5. The second objection of the department is that the appellant do not satisfy the conditions no. 2(e) of 12/05 ST regarding non-availment of cenvat credit. The appellant’s plea from the very beginning has been that they have never availed cenvat credit either in respect of inputs or input services and that they have been claiming filing only the rebate in respect of input/input services from time to time and that in the ST-3 Return for October 2010 – March, 2011 the rebate claim had been mentioned as cenvat credit availed by mistake. I am of the view that when it is not denied that the appellant are a 100% EOU i.e. a STP unit and their domestic transactions are rare, there would not be no occasion for them to utilize the cenvat credit if any availed when it is not the case of the Department that they have also claimed cash refund of accumulated cenvat credit under Rule 5 of Cenvat Credit Rules, 2004. It would not be correct for the department to conclude that they have availed cenvat credit just on the basis of Col.5b of the ST-3 Return without checking the records, which are required to be maintained by the appellant for availment of cenvat credit in respect of the provisions’ of Rule 9(6) of the Cenvat Credit Rules, 2004. The availment of cenvat credit in respect of input or input services is a matter of fact which has to be verified from the records maintained by the appellant and no inferences can be drawn in this regard merely from the ST-3 Returns, when the appellant, from the very beginning are pleading that the entry in Col.5b regarding availment and utilization of the cenvat credit was made by them due to mistake and that the figures regarding utilization of cenvat credit mentioned in this col. is actually the figure of rebate claim which has been granted to them.
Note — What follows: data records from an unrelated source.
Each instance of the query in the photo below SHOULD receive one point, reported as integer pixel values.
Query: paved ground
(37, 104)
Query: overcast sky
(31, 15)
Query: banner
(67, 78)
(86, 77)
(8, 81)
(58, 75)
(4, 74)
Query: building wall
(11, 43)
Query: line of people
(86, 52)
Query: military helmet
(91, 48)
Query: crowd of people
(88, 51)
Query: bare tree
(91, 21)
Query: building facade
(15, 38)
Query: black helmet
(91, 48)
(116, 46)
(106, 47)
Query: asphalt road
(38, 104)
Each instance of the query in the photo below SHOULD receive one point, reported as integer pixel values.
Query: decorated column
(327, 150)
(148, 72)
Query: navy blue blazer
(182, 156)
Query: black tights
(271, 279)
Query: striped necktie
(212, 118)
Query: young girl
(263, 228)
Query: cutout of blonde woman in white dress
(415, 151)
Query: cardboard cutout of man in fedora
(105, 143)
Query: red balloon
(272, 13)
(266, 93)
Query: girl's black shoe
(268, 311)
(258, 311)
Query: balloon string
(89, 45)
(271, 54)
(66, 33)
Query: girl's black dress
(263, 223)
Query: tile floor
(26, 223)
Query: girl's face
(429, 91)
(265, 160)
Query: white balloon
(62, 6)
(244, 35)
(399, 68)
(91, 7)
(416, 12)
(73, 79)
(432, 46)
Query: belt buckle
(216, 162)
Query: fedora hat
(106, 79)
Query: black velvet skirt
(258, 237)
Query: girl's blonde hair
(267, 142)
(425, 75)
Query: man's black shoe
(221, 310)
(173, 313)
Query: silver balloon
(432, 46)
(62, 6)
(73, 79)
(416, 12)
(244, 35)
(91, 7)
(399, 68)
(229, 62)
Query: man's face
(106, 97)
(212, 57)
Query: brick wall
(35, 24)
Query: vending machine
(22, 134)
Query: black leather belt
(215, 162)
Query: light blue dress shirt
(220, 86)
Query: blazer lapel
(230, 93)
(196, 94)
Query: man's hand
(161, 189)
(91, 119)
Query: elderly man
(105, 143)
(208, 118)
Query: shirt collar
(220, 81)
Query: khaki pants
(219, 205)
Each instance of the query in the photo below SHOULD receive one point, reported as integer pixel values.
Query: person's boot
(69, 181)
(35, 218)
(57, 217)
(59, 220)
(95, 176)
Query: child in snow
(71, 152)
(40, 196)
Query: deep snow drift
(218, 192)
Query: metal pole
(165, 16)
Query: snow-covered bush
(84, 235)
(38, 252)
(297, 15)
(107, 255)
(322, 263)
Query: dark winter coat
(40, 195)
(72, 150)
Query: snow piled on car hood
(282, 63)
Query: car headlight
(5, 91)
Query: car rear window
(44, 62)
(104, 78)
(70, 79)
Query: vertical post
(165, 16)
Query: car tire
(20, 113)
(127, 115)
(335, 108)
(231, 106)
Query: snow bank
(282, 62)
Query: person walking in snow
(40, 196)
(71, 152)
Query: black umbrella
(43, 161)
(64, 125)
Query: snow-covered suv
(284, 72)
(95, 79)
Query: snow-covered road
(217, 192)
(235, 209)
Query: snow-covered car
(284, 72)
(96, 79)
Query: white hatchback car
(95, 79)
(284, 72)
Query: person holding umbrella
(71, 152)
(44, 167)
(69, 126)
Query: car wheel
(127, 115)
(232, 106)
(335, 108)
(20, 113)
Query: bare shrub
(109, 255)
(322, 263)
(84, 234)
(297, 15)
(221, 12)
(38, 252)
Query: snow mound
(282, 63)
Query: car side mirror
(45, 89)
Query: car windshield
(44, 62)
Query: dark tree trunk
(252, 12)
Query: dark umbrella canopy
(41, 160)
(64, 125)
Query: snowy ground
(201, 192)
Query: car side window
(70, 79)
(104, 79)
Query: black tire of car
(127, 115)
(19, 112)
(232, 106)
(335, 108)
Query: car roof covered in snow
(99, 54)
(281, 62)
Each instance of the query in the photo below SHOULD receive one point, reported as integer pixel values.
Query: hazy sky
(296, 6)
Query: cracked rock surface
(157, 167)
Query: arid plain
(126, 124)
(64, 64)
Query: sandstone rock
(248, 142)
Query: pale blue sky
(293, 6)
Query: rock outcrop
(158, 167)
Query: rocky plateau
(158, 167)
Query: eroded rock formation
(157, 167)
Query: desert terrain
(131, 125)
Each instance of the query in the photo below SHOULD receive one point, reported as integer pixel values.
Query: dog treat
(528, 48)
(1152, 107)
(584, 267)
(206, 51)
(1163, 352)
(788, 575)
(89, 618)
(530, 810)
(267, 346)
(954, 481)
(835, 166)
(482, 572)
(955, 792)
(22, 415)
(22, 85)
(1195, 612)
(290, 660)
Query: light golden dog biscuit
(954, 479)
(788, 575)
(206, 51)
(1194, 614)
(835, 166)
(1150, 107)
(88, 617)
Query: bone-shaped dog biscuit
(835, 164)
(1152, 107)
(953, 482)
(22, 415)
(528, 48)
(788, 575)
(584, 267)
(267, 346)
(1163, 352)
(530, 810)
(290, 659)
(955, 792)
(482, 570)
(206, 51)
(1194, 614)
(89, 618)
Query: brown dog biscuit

6. In view of the above discussion, the impugned order is not sustainable. The same is set aside and the matter is remanded back to the original adjudicating authority for deciding the rebate claim filed by the appellant afresh. If from the records maintained by the appellant, it is clear that they have not availed any cenvat credit the rebate claim would have to be accepted. The adjudicating authority while examining the rebate claim is also taken into account the Chartered Accountant’s certificate whose validity is to be considered in the light of the Tribunal’s decision in the case of R.B. Agarwal & Co. (supra). The appeal stands disposed of as above. Since the rebate claim two years old, the original adjudicating authority is directed to complete de novo adjudication within a period of 3 months.